Feb. 18th, 2006

roadrunnertwice: Me looking up at the camera, wearing big headphones and a striped shirt. (Default)
So the title story of Magic For Beginners is online for your reading pleasure. I'm taking a break from it to write this. You should go read it. I'm only on the second section of it, and I'm already thrilled with it. It's full of moments of surprising prettiness, and clever flourishes, and remarkable insights. The prose is sparkly, and lucid, and quick. I am not even joking, you really want to read this story.

Some things about the voice are reminding me of Aimee Bender, but they're not actually that similar. I guess what I mean by that is that the style is just very, very twenty-first century.

ETA: Representative sentence time!
"Once Jeremy had a dream that his father combined his two careers and began reupholstering giant spiders."
Wait, that was out of context and not particularly representative. Well, whatever; it obviously deserves post-space.
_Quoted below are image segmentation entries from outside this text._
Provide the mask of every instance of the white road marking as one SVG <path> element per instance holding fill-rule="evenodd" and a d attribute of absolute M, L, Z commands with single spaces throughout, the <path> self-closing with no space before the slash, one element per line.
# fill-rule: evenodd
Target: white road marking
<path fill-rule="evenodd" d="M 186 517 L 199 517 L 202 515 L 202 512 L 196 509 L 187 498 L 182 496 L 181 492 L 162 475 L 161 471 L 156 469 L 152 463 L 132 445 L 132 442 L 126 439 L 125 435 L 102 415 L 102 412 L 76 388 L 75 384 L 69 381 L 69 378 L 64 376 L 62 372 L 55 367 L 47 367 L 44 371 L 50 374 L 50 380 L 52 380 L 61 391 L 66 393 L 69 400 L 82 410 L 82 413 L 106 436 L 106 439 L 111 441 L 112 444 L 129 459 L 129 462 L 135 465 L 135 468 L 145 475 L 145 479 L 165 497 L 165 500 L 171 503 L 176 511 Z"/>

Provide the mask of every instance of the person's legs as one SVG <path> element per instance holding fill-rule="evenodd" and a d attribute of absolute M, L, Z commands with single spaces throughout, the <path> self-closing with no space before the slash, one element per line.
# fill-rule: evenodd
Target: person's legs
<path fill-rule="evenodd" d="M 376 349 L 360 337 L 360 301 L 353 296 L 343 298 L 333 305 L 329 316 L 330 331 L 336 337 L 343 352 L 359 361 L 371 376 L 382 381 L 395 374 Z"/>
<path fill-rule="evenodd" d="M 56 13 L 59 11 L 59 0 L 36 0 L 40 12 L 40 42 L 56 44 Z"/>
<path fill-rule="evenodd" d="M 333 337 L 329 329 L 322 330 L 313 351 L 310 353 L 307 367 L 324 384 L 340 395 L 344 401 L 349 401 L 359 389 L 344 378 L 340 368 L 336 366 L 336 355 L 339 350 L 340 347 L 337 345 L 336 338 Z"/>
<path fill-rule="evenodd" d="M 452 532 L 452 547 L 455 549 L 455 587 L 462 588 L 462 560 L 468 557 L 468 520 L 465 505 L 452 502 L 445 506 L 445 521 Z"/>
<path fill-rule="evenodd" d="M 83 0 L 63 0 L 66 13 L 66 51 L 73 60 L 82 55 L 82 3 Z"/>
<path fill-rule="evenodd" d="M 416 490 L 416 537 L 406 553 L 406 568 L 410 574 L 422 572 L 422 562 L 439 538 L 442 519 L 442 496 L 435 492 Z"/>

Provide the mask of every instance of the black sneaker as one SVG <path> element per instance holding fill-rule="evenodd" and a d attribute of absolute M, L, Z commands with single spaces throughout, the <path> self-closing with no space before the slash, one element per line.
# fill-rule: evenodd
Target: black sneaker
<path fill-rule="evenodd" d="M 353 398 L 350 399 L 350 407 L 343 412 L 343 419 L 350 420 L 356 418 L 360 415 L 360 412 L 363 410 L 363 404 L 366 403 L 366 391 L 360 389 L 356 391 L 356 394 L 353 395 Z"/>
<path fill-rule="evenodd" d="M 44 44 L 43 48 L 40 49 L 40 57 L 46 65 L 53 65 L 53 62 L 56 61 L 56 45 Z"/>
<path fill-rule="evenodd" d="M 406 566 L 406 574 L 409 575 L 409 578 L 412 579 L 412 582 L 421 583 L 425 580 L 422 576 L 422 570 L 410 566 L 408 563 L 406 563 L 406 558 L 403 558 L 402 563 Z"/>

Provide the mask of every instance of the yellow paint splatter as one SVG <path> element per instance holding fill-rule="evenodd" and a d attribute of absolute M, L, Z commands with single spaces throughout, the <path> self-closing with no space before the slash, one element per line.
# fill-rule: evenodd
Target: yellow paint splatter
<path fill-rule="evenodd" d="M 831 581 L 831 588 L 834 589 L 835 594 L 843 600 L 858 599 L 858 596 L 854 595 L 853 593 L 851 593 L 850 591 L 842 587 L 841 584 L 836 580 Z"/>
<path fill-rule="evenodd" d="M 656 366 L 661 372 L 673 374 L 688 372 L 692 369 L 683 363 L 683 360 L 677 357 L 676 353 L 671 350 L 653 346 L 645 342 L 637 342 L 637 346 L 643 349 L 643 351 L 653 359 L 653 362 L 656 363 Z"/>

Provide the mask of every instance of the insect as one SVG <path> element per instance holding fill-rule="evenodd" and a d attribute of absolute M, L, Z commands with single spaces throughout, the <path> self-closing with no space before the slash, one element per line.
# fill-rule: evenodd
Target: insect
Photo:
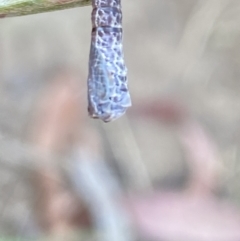
<path fill-rule="evenodd" d="M 122 47 L 121 0 L 92 0 L 88 113 L 109 122 L 131 106 Z"/>

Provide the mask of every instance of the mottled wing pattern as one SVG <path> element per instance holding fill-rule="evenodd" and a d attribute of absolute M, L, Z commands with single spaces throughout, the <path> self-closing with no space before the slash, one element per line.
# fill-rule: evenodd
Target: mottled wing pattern
<path fill-rule="evenodd" d="M 131 106 L 122 51 L 120 0 L 92 0 L 92 40 L 88 76 L 88 112 L 109 122 Z"/>

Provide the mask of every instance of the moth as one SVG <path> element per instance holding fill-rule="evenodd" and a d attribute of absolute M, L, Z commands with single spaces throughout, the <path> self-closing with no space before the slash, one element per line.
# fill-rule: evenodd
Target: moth
<path fill-rule="evenodd" d="M 92 6 L 88 113 L 109 122 L 131 106 L 122 46 L 121 1 L 92 0 Z"/>

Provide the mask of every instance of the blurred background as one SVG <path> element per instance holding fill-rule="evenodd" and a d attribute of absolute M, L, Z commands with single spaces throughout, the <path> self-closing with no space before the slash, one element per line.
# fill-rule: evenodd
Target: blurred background
<path fill-rule="evenodd" d="M 91 6 L 1 19 L 1 241 L 240 240 L 240 2 L 122 7 L 133 106 L 107 124 Z"/>

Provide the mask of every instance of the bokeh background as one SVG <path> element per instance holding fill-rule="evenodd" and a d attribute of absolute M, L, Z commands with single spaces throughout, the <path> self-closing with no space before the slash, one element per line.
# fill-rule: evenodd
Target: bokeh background
<path fill-rule="evenodd" d="M 0 21 L 0 240 L 240 240 L 240 2 L 122 0 L 133 107 L 87 116 L 91 6 Z"/>

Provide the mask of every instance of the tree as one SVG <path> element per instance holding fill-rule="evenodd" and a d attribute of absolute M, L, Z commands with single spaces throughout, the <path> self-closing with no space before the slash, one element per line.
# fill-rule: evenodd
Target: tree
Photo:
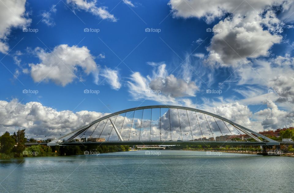
<path fill-rule="evenodd" d="M 283 139 L 294 139 L 294 129 L 288 129 L 280 132 L 280 136 L 281 137 L 283 136 Z"/>
<path fill-rule="evenodd" d="M 9 154 L 15 144 L 15 141 L 6 131 L 0 138 L 0 152 L 5 154 Z"/>
<path fill-rule="evenodd" d="M 25 149 L 25 146 L 24 145 L 25 143 L 25 138 L 24 135 L 25 132 L 24 132 L 25 129 L 21 130 L 19 129 L 16 133 L 16 141 L 17 145 L 14 149 L 14 152 L 17 156 L 19 156 L 20 155 L 24 149 Z"/>

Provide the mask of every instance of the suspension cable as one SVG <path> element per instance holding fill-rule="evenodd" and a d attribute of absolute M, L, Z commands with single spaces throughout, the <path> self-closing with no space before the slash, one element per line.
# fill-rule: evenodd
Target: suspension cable
<path fill-rule="evenodd" d="M 200 128 L 200 131 L 201 132 L 201 135 L 202 135 L 202 138 L 204 138 L 204 137 L 203 137 L 203 134 L 202 133 L 202 130 L 201 130 L 201 127 L 200 126 L 200 123 L 199 123 L 199 120 L 198 120 L 198 117 L 197 116 L 197 114 L 196 113 L 196 111 L 195 111 L 195 114 L 196 115 L 196 118 L 197 118 L 197 121 L 198 122 L 198 125 L 199 125 L 199 127 Z M 205 115 L 204 114 L 204 116 L 205 117 Z M 206 118 L 205 117 L 205 118 Z M 206 119 L 206 120 L 207 120 L 207 119 Z M 208 123 L 208 122 L 207 122 Z M 208 125 L 209 126 L 209 125 Z M 210 127 L 209 127 L 209 129 L 210 129 Z"/>
<path fill-rule="evenodd" d="M 208 125 L 208 127 L 209 127 L 209 129 L 210 130 L 210 132 L 211 132 L 211 134 L 212 134 L 212 137 L 213 137 L 213 139 L 214 139 L 214 136 L 213 136 L 213 133 L 212 133 L 212 131 L 211 130 L 211 129 L 210 128 L 210 126 L 209 126 L 209 123 L 208 123 L 208 121 L 207 121 L 207 119 L 206 118 L 206 116 L 205 116 L 205 114 L 203 114 L 204 115 L 204 117 L 205 118 L 205 119 L 206 119 L 206 122 L 207 122 L 207 125 Z"/>
<path fill-rule="evenodd" d="M 187 113 L 188 121 L 189 122 L 189 125 L 190 126 L 190 130 L 191 131 L 191 135 L 192 136 L 192 140 L 194 141 L 194 139 L 193 138 L 193 134 L 192 134 L 192 129 L 191 129 L 191 125 L 190 124 L 190 121 L 189 120 L 189 116 L 188 116 L 188 111 L 187 110 L 186 110 L 186 112 Z"/>
<path fill-rule="evenodd" d="M 152 122 L 152 108 L 151 108 L 151 118 L 150 118 L 150 137 L 149 137 L 149 141 L 151 141 L 151 126 Z"/>
<path fill-rule="evenodd" d="M 232 133 L 232 132 L 231 132 L 231 131 L 230 130 L 230 129 L 229 129 L 229 128 L 228 127 L 228 126 L 227 126 L 227 125 L 226 124 L 226 123 L 224 122 L 224 120 L 222 120 L 223 122 L 224 122 L 224 125 L 226 125 L 226 126 L 227 127 L 227 128 L 228 128 L 228 130 L 229 130 L 229 131 L 230 132 L 230 133 L 231 133 L 231 134 L 232 134 L 232 135 L 233 135 L 233 133 Z"/>
<path fill-rule="evenodd" d="M 224 135 L 223 134 L 223 133 L 221 132 L 221 128 L 220 128 L 220 127 L 218 126 L 218 125 L 217 124 L 217 121 L 215 120 L 215 119 L 214 118 L 214 117 L 213 117 L 213 119 L 214 119 L 214 121 L 215 122 L 215 123 L 217 124 L 217 127 L 218 127 L 218 128 L 220 129 L 220 131 L 221 131 L 221 135 L 223 136 L 224 136 Z"/>
<path fill-rule="evenodd" d="M 141 137 L 141 129 L 142 129 L 142 122 L 143 122 L 143 113 L 144 113 L 144 109 L 142 111 L 142 118 L 141 119 L 141 126 L 140 127 L 140 134 L 139 135 L 139 141 L 140 141 L 140 137 Z"/>
<path fill-rule="evenodd" d="M 169 108 L 168 108 L 168 115 L 169 116 L 169 126 L 171 129 L 171 140 L 172 141 L 172 125 L 171 124 L 171 112 L 169 111 Z"/>
<path fill-rule="evenodd" d="M 182 141 L 183 141 L 183 134 L 182 133 L 182 128 L 181 128 L 181 122 L 180 122 L 180 115 L 179 113 L 179 109 L 178 110 L 178 116 L 179 117 L 179 123 L 180 124 L 180 130 L 181 130 L 181 136 L 182 136 Z"/>
<path fill-rule="evenodd" d="M 160 125 L 160 141 L 161 141 L 161 108 L 159 108 L 159 124 Z"/>
<path fill-rule="evenodd" d="M 92 136 L 92 135 L 93 135 L 93 133 L 94 133 L 94 131 L 95 131 L 95 130 L 96 129 L 96 128 L 97 128 L 97 127 L 98 126 L 98 125 L 99 125 L 99 124 L 100 123 L 101 121 L 99 122 L 98 123 L 98 124 L 97 124 L 97 126 L 96 126 L 96 127 L 95 128 L 95 129 L 94 129 L 94 130 L 93 131 L 93 132 L 92 132 L 92 133 L 91 134 L 91 135 L 90 135 L 90 137 Z"/>
<path fill-rule="evenodd" d="M 122 130 L 123 130 L 123 123 L 125 122 L 125 119 L 126 118 L 126 113 L 125 114 L 125 117 L 123 118 L 123 125 L 122 125 L 122 128 L 120 129 L 120 132 L 119 132 L 119 135 L 120 135 L 122 133 Z M 119 138 L 117 139 L 117 141 L 118 141 L 119 140 Z"/>
<path fill-rule="evenodd" d="M 103 128 L 102 129 L 102 131 L 101 131 L 101 133 L 100 133 L 100 135 L 99 136 L 99 138 L 100 138 L 100 136 L 101 136 L 101 135 L 102 134 L 102 132 L 103 132 L 103 130 L 104 129 L 104 128 L 105 127 L 105 126 L 106 125 L 106 124 L 107 123 L 107 122 L 108 121 L 108 119 L 109 119 L 109 118 L 107 119 L 107 120 L 106 121 L 106 122 L 105 123 L 105 125 L 104 125 L 104 126 L 103 127 Z"/>
<path fill-rule="evenodd" d="M 114 123 L 113 123 L 114 124 L 115 124 L 115 121 L 116 121 L 116 118 L 117 118 L 117 116 L 119 115 L 116 115 L 116 117 L 115 118 L 115 120 L 114 120 Z M 112 129 L 113 129 L 113 125 L 112 125 L 112 127 L 111 128 L 111 130 L 110 131 L 110 133 L 109 133 L 109 136 L 108 137 L 108 139 L 107 140 L 107 141 L 108 141 L 109 140 L 109 138 L 110 137 L 110 135 L 111 135 L 111 132 L 112 131 Z"/>
<path fill-rule="evenodd" d="M 131 135 L 131 131 L 132 131 L 132 127 L 133 126 L 133 122 L 134 121 L 134 117 L 135 117 L 135 111 L 134 111 L 134 115 L 133 116 L 133 120 L 132 120 L 132 124 L 131 125 L 131 128 L 130 129 L 130 134 L 129 135 L 129 140 L 130 141 L 130 136 Z"/>

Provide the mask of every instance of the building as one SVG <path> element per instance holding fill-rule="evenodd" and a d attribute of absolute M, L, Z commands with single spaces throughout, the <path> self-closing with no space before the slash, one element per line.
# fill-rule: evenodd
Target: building
<path fill-rule="evenodd" d="M 88 141 L 92 142 L 98 142 L 98 141 L 105 141 L 105 138 L 97 138 L 96 137 L 90 137 L 88 138 L 87 140 Z"/>

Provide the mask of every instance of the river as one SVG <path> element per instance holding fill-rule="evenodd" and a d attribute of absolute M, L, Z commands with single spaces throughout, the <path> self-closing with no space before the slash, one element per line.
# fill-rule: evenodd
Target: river
<path fill-rule="evenodd" d="M 0 160 L 0 192 L 293 192 L 293 165 L 292 157 L 169 150 L 12 158 Z"/>

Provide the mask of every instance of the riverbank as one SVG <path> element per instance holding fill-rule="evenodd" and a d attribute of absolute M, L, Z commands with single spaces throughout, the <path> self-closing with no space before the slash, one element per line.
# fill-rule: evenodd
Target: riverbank
<path fill-rule="evenodd" d="M 248 151 L 230 151 L 209 149 L 183 149 L 183 151 L 192 151 L 200 152 L 224 152 L 224 153 L 241 153 L 243 154 L 251 154 L 257 155 L 258 153 L 261 153 L 259 152 L 251 152 Z M 282 154 L 281 156 L 292 157 L 294 157 L 294 153 L 287 153 Z"/>

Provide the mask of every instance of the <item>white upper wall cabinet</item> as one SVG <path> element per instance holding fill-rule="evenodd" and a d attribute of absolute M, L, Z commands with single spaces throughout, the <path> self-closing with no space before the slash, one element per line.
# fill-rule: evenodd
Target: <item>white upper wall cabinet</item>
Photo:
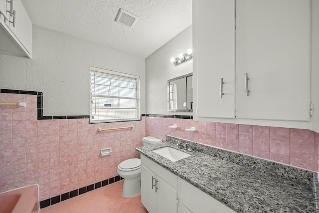
<path fill-rule="evenodd" d="M 236 117 L 309 121 L 310 0 L 237 0 L 236 44 Z"/>
<path fill-rule="evenodd" d="M 0 0 L 0 52 L 16 56 L 32 57 L 32 23 L 20 0 Z M 12 13 L 9 12 L 12 11 Z"/>
<path fill-rule="evenodd" d="M 235 0 L 198 0 L 197 7 L 198 115 L 234 118 Z"/>
<path fill-rule="evenodd" d="M 193 6 L 195 118 L 309 121 L 310 0 Z"/>

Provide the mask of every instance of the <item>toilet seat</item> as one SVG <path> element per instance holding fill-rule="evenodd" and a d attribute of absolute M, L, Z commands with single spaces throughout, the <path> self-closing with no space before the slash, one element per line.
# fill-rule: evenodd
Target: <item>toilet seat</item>
<path fill-rule="evenodd" d="M 130 171 L 141 168 L 141 159 L 132 158 L 126 160 L 118 166 L 118 169 L 123 171 Z"/>

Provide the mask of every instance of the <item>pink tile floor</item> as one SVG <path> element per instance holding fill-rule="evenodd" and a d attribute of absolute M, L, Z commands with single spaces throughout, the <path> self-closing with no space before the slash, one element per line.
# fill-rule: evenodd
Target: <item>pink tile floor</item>
<path fill-rule="evenodd" d="M 40 210 L 40 213 L 148 213 L 141 203 L 141 194 L 125 198 L 124 180 L 68 199 Z"/>

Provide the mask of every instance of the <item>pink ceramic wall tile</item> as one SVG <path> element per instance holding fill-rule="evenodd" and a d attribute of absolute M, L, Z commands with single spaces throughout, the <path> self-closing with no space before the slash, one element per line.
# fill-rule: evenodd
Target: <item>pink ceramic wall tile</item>
<path fill-rule="evenodd" d="M 249 149 L 253 148 L 253 135 L 239 134 L 238 135 L 238 145 L 243 147 Z"/>
<path fill-rule="evenodd" d="M 226 124 L 225 123 L 216 123 L 216 131 L 226 132 Z"/>
<path fill-rule="evenodd" d="M 49 135 L 50 136 L 59 135 L 59 127 L 50 127 L 49 128 Z"/>
<path fill-rule="evenodd" d="M 226 124 L 226 132 L 229 133 L 238 134 L 238 124 Z"/>
<path fill-rule="evenodd" d="M 12 138 L 25 137 L 25 129 L 12 129 Z"/>
<path fill-rule="evenodd" d="M 12 172 L 13 174 L 21 173 L 22 172 L 26 172 L 26 167 L 25 166 L 25 164 L 18 164 L 17 165 L 13 166 Z M 1 174 L 1 173 L 0 172 L 0 174 Z"/>
<path fill-rule="evenodd" d="M 49 136 L 38 136 L 38 144 L 48 144 L 49 143 Z"/>
<path fill-rule="evenodd" d="M 25 98 L 25 102 L 30 103 L 37 103 L 38 102 L 38 97 L 37 95 L 24 95 Z"/>
<path fill-rule="evenodd" d="M 269 160 L 270 158 L 270 153 L 269 152 L 260 150 L 253 150 L 253 155 L 263 159 Z"/>
<path fill-rule="evenodd" d="M 10 139 L 12 138 L 12 130 L 10 129 L 0 129 L 0 140 Z"/>
<path fill-rule="evenodd" d="M 270 127 L 270 138 L 282 141 L 290 140 L 290 129 L 282 127 Z"/>
<path fill-rule="evenodd" d="M 25 120 L 25 128 L 26 129 L 37 129 L 38 122 L 36 120 Z"/>
<path fill-rule="evenodd" d="M 14 129 L 25 129 L 25 121 L 12 121 L 12 126 Z"/>
<path fill-rule="evenodd" d="M 25 147 L 13 147 L 12 149 L 7 149 L 7 150 L 10 150 L 10 152 L 11 152 L 11 150 L 12 150 L 12 155 L 13 156 L 17 156 L 19 155 L 25 155 Z M 8 151 L 4 152 L 2 151 L 1 153 L 4 154 L 9 154 Z"/>
<path fill-rule="evenodd" d="M 25 146 L 25 138 L 14 138 L 12 139 L 12 147 L 24 147 Z"/>
<path fill-rule="evenodd" d="M 239 146 L 238 152 L 239 153 L 244 154 L 251 156 L 253 155 L 253 149 Z"/>
<path fill-rule="evenodd" d="M 12 139 L 0 140 L 0 150 L 1 149 L 10 148 L 12 147 Z"/>
<path fill-rule="evenodd" d="M 27 146 L 34 146 L 38 144 L 37 137 L 28 137 L 25 138 L 25 144 Z M 35 148 L 34 148 L 35 149 Z"/>
<path fill-rule="evenodd" d="M 291 156 L 301 159 L 315 161 L 315 143 L 313 142 L 291 143 Z"/>
<path fill-rule="evenodd" d="M 28 111 L 25 112 L 25 120 L 34 120 L 37 119 L 37 111 Z"/>
<path fill-rule="evenodd" d="M 270 152 L 274 154 L 290 155 L 290 142 L 270 139 Z"/>
<path fill-rule="evenodd" d="M 27 164 L 30 162 L 38 161 L 38 155 L 36 154 L 27 154 L 25 155 L 25 161 Z"/>
<path fill-rule="evenodd" d="M 239 124 L 238 125 L 238 132 L 242 135 L 251 135 L 253 134 L 253 126 L 245 124 Z"/>
<path fill-rule="evenodd" d="M 254 150 L 269 152 L 269 139 L 254 137 L 253 147 Z"/>
<path fill-rule="evenodd" d="M 7 176 L 12 174 L 16 173 L 13 173 L 13 168 L 12 166 L 0 167 L 0 177 Z"/>
<path fill-rule="evenodd" d="M 33 112 L 37 107 L 36 103 L 28 103 L 25 105 L 25 112 Z"/>
<path fill-rule="evenodd" d="M 226 143 L 226 132 L 216 132 L 216 141 L 220 143 Z"/>
<path fill-rule="evenodd" d="M 8 185 L 13 183 L 13 175 L 0 177 L 0 186 Z"/>
<path fill-rule="evenodd" d="M 25 112 L 17 111 L 12 110 L 12 121 L 25 121 Z"/>
<path fill-rule="evenodd" d="M 0 121 L 0 129 L 11 130 L 12 129 L 12 122 L 11 121 Z"/>
<path fill-rule="evenodd" d="M 37 129 L 26 129 L 25 137 L 37 137 L 38 130 Z"/>
<path fill-rule="evenodd" d="M 11 158 L 11 160 L 12 161 L 12 163 L 13 165 L 16 165 L 18 164 L 25 164 L 25 155 L 18 155 L 18 156 L 14 156 L 13 157 L 10 157 Z M 5 160 L 3 160 L 5 161 Z"/>
<path fill-rule="evenodd" d="M 38 136 L 45 136 L 49 135 L 48 127 L 38 128 Z"/>
<path fill-rule="evenodd" d="M 0 93 L 0 102 L 11 103 L 12 102 L 12 94 Z"/>
<path fill-rule="evenodd" d="M 13 175 L 13 183 L 25 181 L 26 180 L 26 173 L 22 172 Z"/>
<path fill-rule="evenodd" d="M 0 121 L 11 121 L 12 109 L 7 107 L 0 106 Z"/>
<path fill-rule="evenodd" d="M 254 126 L 254 138 L 269 138 L 269 127 L 262 126 Z"/>
<path fill-rule="evenodd" d="M 12 102 L 18 102 L 19 101 L 25 102 L 25 95 L 22 94 L 12 94 Z"/>

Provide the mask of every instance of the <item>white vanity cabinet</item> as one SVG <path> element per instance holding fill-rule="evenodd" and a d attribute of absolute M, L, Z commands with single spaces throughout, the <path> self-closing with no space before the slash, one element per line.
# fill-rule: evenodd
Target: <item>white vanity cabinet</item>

ETA: Okay, HERE'S a representative passage.
Jeremy thinks about how the two quietest people he knows are named Alice and Talis. But his mother and Talis are quiet in different ways. Jeremy's mother is the kind of person who seems to be keeping something hidden, something secret. Whereas Talis just is a secret. Jeremy's mother could easily turn out to be a secret agent. But Talis is the death ray or the key to immortality or whatever it is that secret agents have to keep secret.


ETA: Just finished it and it is grand.